The multicenter study—conducted by researchers affiliated with Hanover Medical School, Hanover, Germany, NeuroMed Campus, Cologne, Germany, and Novartis Pharma, Nuremburg, Germany—enrolled treatment-naive adults with RMS diagnosed within 5 years of symptom onset and a baseline Expanded Disability Status Scale (EDSS) score of 2.5 or less. A total of 514 participants were enrolled, receiving first-line Kesimpta, interferon ß-1, or glatiramer acetate in routine clinical practice. The primary end point was treatment retention at 24 months, with secondary outcomes including effectiveness, safety, and patient-reported outcomes.

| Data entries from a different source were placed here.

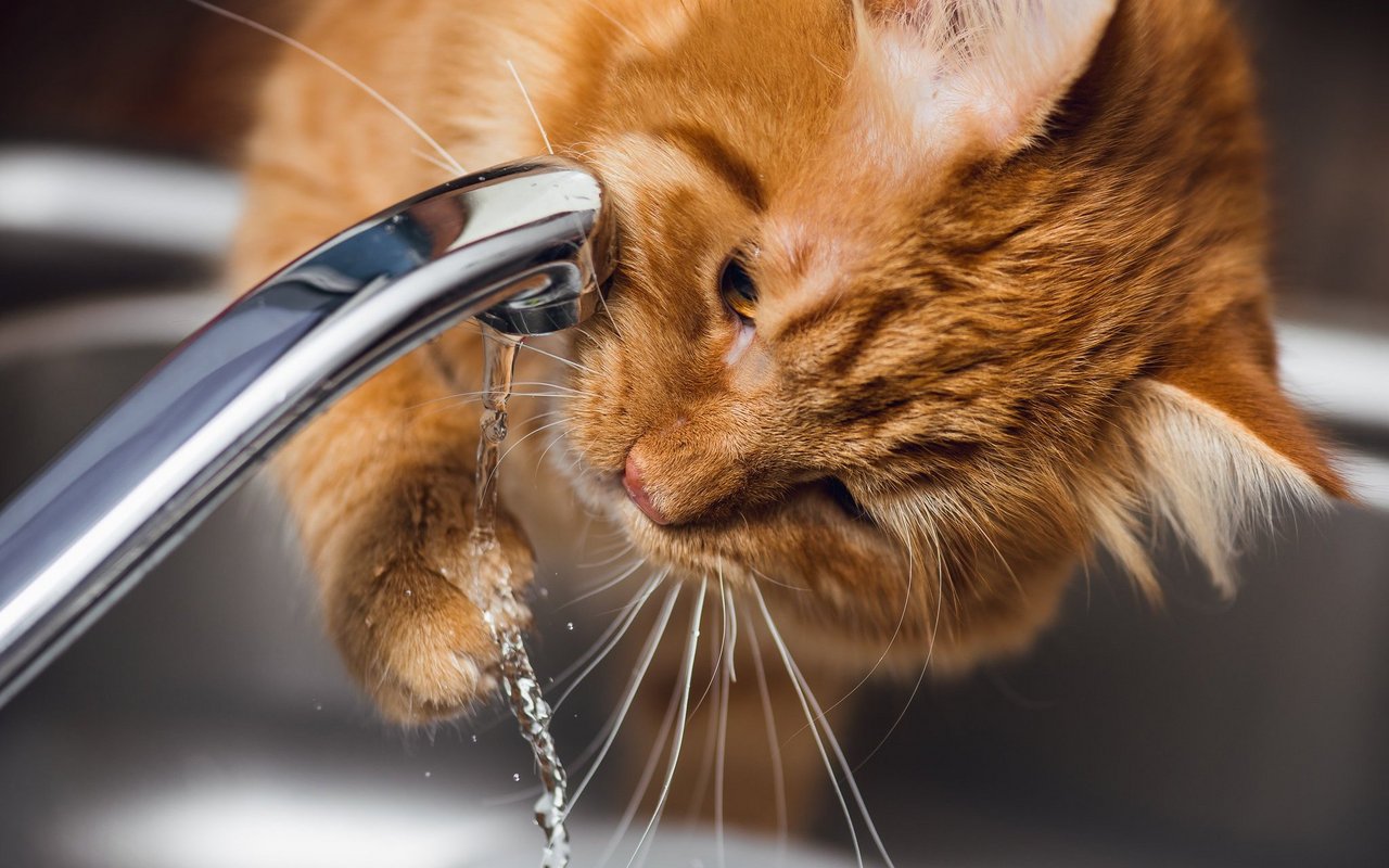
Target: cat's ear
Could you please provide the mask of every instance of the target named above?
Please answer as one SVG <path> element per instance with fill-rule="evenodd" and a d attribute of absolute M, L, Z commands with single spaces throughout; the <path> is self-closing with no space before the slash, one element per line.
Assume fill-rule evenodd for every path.
<path fill-rule="evenodd" d="M 1267 329 L 1225 326 L 1201 342 L 1133 385 L 1125 429 L 1138 497 L 1231 592 L 1231 561 L 1246 528 L 1267 522 L 1285 503 L 1318 506 L 1349 492 L 1278 386 Z M 1132 540 L 1106 542 L 1121 561 L 1136 554 Z M 1143 564 L 1129 567 L 1140 581 L 1149 578 Z"/>
<path fill-rule="evenodd" d="M 860 57 L 922 135 L 1011 153 L 1089 68 L 1117 0 L 858 0 Z"/>

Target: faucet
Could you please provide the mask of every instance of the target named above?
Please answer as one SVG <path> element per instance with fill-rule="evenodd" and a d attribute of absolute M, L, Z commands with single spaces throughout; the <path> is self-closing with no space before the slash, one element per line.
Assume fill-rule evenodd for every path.
<path fill-rule="evenodd" d="M 315 412 L 468 317 L 582 322 L 615 251 L 601 183 L 543 157 L 407 199 L 242 296 L 0 511 L 0 706 Z"/>

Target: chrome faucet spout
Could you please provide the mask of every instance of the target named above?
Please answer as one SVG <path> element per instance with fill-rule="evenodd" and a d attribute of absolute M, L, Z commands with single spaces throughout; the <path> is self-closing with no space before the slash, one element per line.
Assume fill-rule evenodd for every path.
<path fill-rule="evenodd" d="M 614 258 L 603 186 L 546 157 L 414 196 L 239 299 L 0 512 L 0 704 L 317 411 L 468 317 L 576 325 Z"/>

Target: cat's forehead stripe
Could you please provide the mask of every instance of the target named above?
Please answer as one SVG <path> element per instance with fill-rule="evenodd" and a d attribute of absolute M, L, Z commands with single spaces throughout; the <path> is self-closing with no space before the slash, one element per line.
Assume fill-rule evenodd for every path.
<path fill-rule="evenodd" d="M 763 211 L 767 192 L 761 175 L 753 164 L 708 129 L 690 124 L 671 124 L 651 131 L 651 136 L 678 149 L 724 178 L 747 204 Z"/>

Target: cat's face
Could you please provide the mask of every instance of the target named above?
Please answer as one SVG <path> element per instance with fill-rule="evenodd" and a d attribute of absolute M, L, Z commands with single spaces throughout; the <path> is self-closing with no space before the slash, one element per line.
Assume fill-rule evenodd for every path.
<path fill-rule="evenodd" d="M 581 490 L 656 564 L 814 589 L 786 599 L 947 662 L 1024 642 L 1126 532 L 1095 525 L 1142 497 L 1129 387 L 1221 306 L 1265 328 L 1238 51 L 974 6 L 1001 17 L 690 4 L 608 61 L 572 147 L 622 226 L 576 342 Z M 1228 81 L 1164 85 L 1192 54 Z"/>

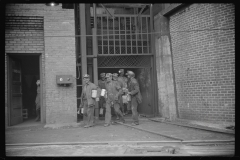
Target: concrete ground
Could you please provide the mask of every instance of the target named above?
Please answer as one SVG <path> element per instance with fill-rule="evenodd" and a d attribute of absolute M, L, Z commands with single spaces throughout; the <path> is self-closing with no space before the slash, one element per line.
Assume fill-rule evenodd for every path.
<path fill-rule="evenodd" d="M 132 120 L 130 116 L 126 117 L 126 124 L 131 124 Z M 184 123 L 184 122 L 181 122 Z M 94 147 L 90 147 L 91 149 L 88 152 L 84 152 L 88 143 L 104 143 L 104 142 L 161 142 L 161 141 L 176 141 L 174 139 L 161 136 L 158 134 L 153 134 L 149 132 L 145 132 L 142 130 L 138 130 L 135 128 L 131 128 L 128 126 L 124 126 L 121 124 L 111 125 L 109 127 L 104 127 L 104 120 L 100 119 L 96 121 L 94 127 L 83 128 L 84 124 L 82 121 L 74 124 L 65 124 L 65 125 L 45 125 L 41 123 L 34 122 L 33 120 L 25 122 L 25 124 L 16 125 L 13 127 L 8 127 L 5 131 L 6 135 L 6 144 L 7 144 L 7 152 L 6 154 L 9 156 L 20 155 L 20 156 L 31 156 L 31 155 L 39 155 L 39 156 L 54 156 L 54 155 L 91 155 L 94 153 L 97 148 L 100 155 L 117 155 L 124 154 L 132 154 L 136 152 L 135 150 L 129 149 L 131 146 L 128 145 L 118 145 L 114 147 L 109 147 L 109 145 L 105 145 L 104 148 L 98 145 Z M 209 126 L 209 124 L 208 124 Z M 154 133 L 160 133 L 163 135 L 173 136 L 184 141 L 192 141 L 192 140 L 235 140 L 234 134 L 224 134 L 224 133 L 214 133 L 210 131 L 197 130 L 191 128 L 185 128 L 176 125 L 169 125 L 161 122 L 153 122 L 146 118 L 140 118 L 140 125 L 136 126 L 139 129 L 152 131 Z M 219 128 L 219 126 L 218 126 Z M 224 128 L 222 128 L 224 129 Z M 82 145 L 76 145 L 76 143 L 86 143 L 84 147 Z M 22 144 L 22 143 L 68 143 L 74 145 L 64 145 L 59 149 L 59 145 L 51 145 L 46 148 L 44 146 L 21 146 L 13 147 L 10 144 Z M 125 147 L 124 147 L 125 146 Z M 40 148 L 39 148 L 40 147 Z M 63 149 L 63 147 L 65 149 Z M 69 147 L 75 147 L 75 151 L 69 149 Z M 116 147 L 118 149 L 116 149 Z M 151 147 L 154 147 L 152 145 Z M 34 149 L 35 148 L 35 149 Z M 42 149 L 41 149 L 42 148 Z M 55 150 L 54 150 L 55 149 Z M 69 149 L 69 150 L 68 150 Z M 81 152 L 80 152 L 81 150 Z M 71 153 L 70 153 L 71 152 Z M 150 153 L 150 152 L 149 152 Z M 148 153 L 148 154 L 149 154 Z"/>

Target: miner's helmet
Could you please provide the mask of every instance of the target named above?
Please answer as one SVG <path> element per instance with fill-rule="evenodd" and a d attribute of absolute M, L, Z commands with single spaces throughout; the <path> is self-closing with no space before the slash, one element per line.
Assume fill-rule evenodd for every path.
<path fill-rule="evenodd" d="M 36 84 L 37 84 L 37 85 L 40 85 L 40 80 L 37 80 Z"/>
<path fill-rule="evenodd" d="M 113 73 L 113 77 L 118 77 L 118 74 L 117 73 Z"/>
<path fill-rule="evenodd" d="M 124 73 L 124 69 L 119 69 L 119 73 Z"/>
<path fill-rule="evenodd" d="M 106 75 L 105 73 L 101 73 L 101 74 L 100 74 L 100 77 L 104 78 L 105 75 Z"/>
<path fill-rule="evenodd" d="M 130 75 L 131 77 L 135 77 L 135 73 L 133 71 L 127 71 L 126 75 Z"/>
<path fill-rule="evenodd" d="M 83 78 L 90 78 L 90 76 L 88 74 L 84 74 Z"/>
<path fill-rule="evenodd" d="M 106 78 L 108 78 L 108 77 L 112 77 L 112 73 L 107 73 Z"/>

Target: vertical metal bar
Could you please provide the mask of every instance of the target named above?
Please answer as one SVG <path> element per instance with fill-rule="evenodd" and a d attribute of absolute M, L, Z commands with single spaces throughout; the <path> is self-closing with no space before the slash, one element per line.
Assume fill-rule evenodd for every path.
<path fill-rule="evenodd" d="M 43 106 L 43 77 L 42 77 L 42 54 L 39 55 L 39 77 L 40 77 L 40 82 L 41 82 L 41 85 L 40 85 L 40 89 L 41 89 L 41 92 L 40 92 L 40 105 L 41 105 L 41 109 L 40 109 L 40 112 L 41 112 L 41 123 L 46 123 L 46 106 L 44 105 Z"/>
<path fill-rule="evenodd" d="M 102 18 L 102 16 L 101 16 L 101 28 L 102 28 L 101 29 L 101 33 L 102 33 L 102 36 L 101 36 L 102 37 L 102 54 L 104 54 L 103 53 L 103 18 Z"/>
<path fill-rule="evenodd" d="M 107 15 L 107 41 L 108 41 L 108 54 L 109 54 L 109 29 L 108 29 L 108 15 Z"/>
<path fill-rule="evenodd" d="M 149 53 L 149 40 L 148 40 L 148 17 L 146 17 L 146 27 L 147 27 L 147 52 Z"/>
<path fill-rule="evenodd" d="M 137 26 L 137 15 L 135 16 L 135 28 L 136 28 L 136 52 L 138 54 L 138 26 Z"/>
<path fill-rule="evenodd" d="M 93 77 L 94 77 L 94 83 L 98 85 L 98 64 L 97 64 L 97 54 L 98 54 L 98 45 L 97 45 L 97 29 L 93 28 L 92 29 L 92 34 L 93 34 L 93 41 L 92 41 L 92 46 L 93 46 Z M 98 103 L 95 104 L 95 118 L 99 119 L 99 106 Z"/>
<path fill-rule="evenodd" d="M 125 20 L 125 53 L 127 53 L 127 17 L 124 17 Z"/>
<path fill-rule="evenodd" d="M 116 51 L 116 48 L 115 48 L 115 18 L 113 18 L 113 54 L 115 55 L 115 51 Z"/>
<path fill-rule="evenodd" d="M 157 86 L 157 71 L 156 71 L 156 53 L 155 53 L 155 35 L 154 35 L 154 26 L 153 26 L 153 5 L 150 5 L 150 26 L 151 26 L 151 51 L 153 54 L 153 100 L 154 100 L 154 107 L 153 109 L 153 113 L 154 115 L 158 115 L 159 114 L 159 110 L 158 110 L 158 86 Z"/>
<path fill-rule="evenodd" d="M 131 52 L 130 54 L 132 54 L 132 17 L 130 17 L 130 37 L 131 37 Z"/>
<path fill-rule="evenodd" d="M 140 23 L 141 23 L 141 41 L 142 41 L 142 54 L 143 54 L 143 20 L 142 20 L 142 18 L 143 17 L 139 17 L 139 18 L 141 18 L 141 20 L 140 20 Z"/>
<path fill-rule="evenodd" d="M 120 53 L 122 53 L 122 47 L 121 47 L 122 37 L 121 37 L 121 17 L 119 16 L 119 49 Z"/>
<path fill-rule="evenodd" d="M 86 19 L 85 19 L 85 4 L 79 4 L 80 30 L 81 30 L 81 68 L 82 74 L 87 74 L 87 45 L 86 45 Z M 84 84 L 84 82 L 83 82 Z"/>
<path fill-rule="evenodd" d="M 94 28 L 96 28 L 96 31 L 97 31 L 96 3 L 93 3 L 93 23 L 94 23 Z M 97 35 L 97 33 L 96 33 L 96 35 Z"/>

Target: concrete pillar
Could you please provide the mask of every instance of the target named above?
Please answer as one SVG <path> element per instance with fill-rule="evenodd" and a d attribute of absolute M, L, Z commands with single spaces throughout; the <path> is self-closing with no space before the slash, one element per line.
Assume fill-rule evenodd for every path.
<path fill-rule="evenodd" d="M 160 14 L 154 17 L 158 103 L 160 115 L 175 120 L 177 117 L 176 93 L 168 19 Z"/>

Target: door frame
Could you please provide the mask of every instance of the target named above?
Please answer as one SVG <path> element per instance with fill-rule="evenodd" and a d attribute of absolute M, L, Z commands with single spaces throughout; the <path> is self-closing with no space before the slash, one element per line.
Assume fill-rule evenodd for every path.
<path fill-rule="evenodd" d="M 7 56 L 7 127 L 10 127 L 10 105 L 11 105 L 11 87 L 10 87 L 10 57 L 11 56 L 38 56 L 39 58 L 39 78 L 41 81 L 41 84 L 43 82 L 43 76 L 42 76 L 42 53 L 6 53 Z M 40 104 L 41 104 L 41 123 L 46 123 L 46 107 L 43 106 L 43 85 L 40 85 L 41 87 L 41 93 L 40 93 Z"/>

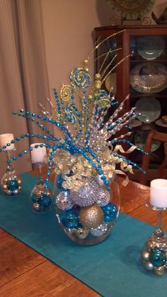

Interim analyses included 404 participants treated with Kesimpta and 93 treated with interferon ß-1 or glatiramer acetate.
Key findings from the interim analysis included the following:
- Treatment retention at both 12 and 24 months was 96% with Kesimpta compared with 75% at 12 months and 65% at 24 months with interferon beta or glatiramer acetate.
- Treatment discontinuation was 7 times lower in the Kesimpta group than in the comparator group.
- Kesimpta treatment was associated with a 30% reduction in annualized relapse rate compared with interferon ß-1 or glatiramer acetate, along with less severe relapses, fewer hospitalizations, and reduced corticosteroid use.
- Kesimpta treatment was associoated with less frequent serious adverse events and discontinuations due to adverse events, and immunoglobulin G levels remained stable while immunoglobulin M levels stayed above the lower limit of normal.
According to investigators, these interim real-world findings align with results from pivotal clinical trials and provide additional insight into first-line treatment outcomes in routine RMS care.
Source: Nelles G, Skripuletz T, Meyer zu Reckendorf C, Wagner C. Real-world effectiveness and safety outcomes of ofatumumab as first-line treatment in early RMS. Presented at: ACTRIMS Forum 2026; February 2026; San Diego, CA. Abstract P426.